On another topic, based on the code I see on backend.js I thought the asX wrappers would not be generated for this case:

* M N -> (* M N)    where (and (number? M) (number? N))

but I got this:

$2b$s === V6 && ($.isNumber(V7) && $.isNumber(V8)) ?
         $.asNumber(V7) + $.asNumber(V8)

Just wanted to point that out.

tizoc commented 4 years ago

Using const vs IIFEs:

(define let-test
  N -> (let N+1 (+ N 1)
            N+2 (+ N+1 1)
            N+3 (+ N+2 1)
            N+4 (+ N+3 1)
            N+5 (+ N+4 1)
            N+6 (+ N+5 1)
            N+7 (+ N+6 1)
            N+8 (+ N+7 1)
            N+9 (+ N+8 1)
          N+9))

(time (do-times 2000000 (/. _ (let-test 100))))

Statements version:

$.d('let-test', $.l(V22 => {
    const N$2b1 = $.asNumber(V22) + 1; {
        const N$2b2 = $.asNumber(N$2b1) + 1; {
            const N$2b3 = $.asNumber(N$2b2) + 1; {
                const N$2b4 = $.asNumber(N$2b3) + 1; {
                    const N$2b5 = $.asNumber(N$2b4) + 1; {
                        const N$2b6 = $.asNumber(N$2b5) + 1; {
                            const N$2b7 = $.asNumber(N$2b6) + 1; {
                                const N$2b8 = $.asNumber(N$2b7) + 1; {
                                    const N$2b9 = $.asNumber(N$2b8) + 1;
                                    return N$2b9;
                                }}}}}}}}}))

Times:

So, the intermediary functions add some overhead, but it is much less than async/await.

What commit/tag do you recommend for me to check the "fabrs" produced code?
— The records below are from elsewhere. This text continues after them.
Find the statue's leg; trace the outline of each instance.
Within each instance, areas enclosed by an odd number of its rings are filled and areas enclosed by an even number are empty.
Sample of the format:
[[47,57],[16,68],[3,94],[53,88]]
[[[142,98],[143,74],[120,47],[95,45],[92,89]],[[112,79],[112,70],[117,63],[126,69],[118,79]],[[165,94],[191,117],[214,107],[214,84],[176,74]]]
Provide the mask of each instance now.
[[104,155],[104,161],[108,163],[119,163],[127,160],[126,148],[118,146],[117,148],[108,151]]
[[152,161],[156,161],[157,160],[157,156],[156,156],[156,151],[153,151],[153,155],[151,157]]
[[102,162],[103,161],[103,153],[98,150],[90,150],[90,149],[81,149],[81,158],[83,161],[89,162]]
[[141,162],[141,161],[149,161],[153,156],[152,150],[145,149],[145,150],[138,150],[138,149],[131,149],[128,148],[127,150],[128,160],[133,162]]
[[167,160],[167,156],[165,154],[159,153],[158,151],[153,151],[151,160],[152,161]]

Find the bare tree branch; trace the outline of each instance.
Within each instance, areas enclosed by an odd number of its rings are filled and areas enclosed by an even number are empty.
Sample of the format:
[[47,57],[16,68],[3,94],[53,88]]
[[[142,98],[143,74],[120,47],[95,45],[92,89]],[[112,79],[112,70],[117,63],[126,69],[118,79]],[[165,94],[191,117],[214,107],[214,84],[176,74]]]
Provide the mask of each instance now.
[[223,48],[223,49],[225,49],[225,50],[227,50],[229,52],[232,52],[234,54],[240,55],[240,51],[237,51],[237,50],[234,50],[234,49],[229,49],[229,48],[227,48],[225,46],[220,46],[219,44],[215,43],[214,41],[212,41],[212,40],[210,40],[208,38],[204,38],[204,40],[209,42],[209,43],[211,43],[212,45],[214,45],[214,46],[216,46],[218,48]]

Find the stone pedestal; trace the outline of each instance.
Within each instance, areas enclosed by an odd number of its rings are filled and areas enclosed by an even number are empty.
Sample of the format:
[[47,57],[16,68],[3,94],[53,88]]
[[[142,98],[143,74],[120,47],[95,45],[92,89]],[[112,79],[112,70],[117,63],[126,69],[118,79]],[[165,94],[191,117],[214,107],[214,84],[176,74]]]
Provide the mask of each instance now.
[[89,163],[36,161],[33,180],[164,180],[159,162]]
I want to try more complicated code examples, but translating them by hand gets tedious.

tizoc commented 4 years ago

Just out of curiosity, I tried the version with the asNumber wrappers removed, and as you said, there is almost no runtime overhead (or not at all, because of measuring error).

Btw on this example I also got those wrappers, but it was not what I was expecting.

tizoc commented 4 years ago

But can't those Shen functions just use the blocking I/O versions of the underlying platform?

Just wanted to update on this, turns out I was very wrong here, it seems Node doesn't provide what I thought it provided, and a C extension would be required, which is not ideal. I will keep thinking about this and let you know if I figure out anything.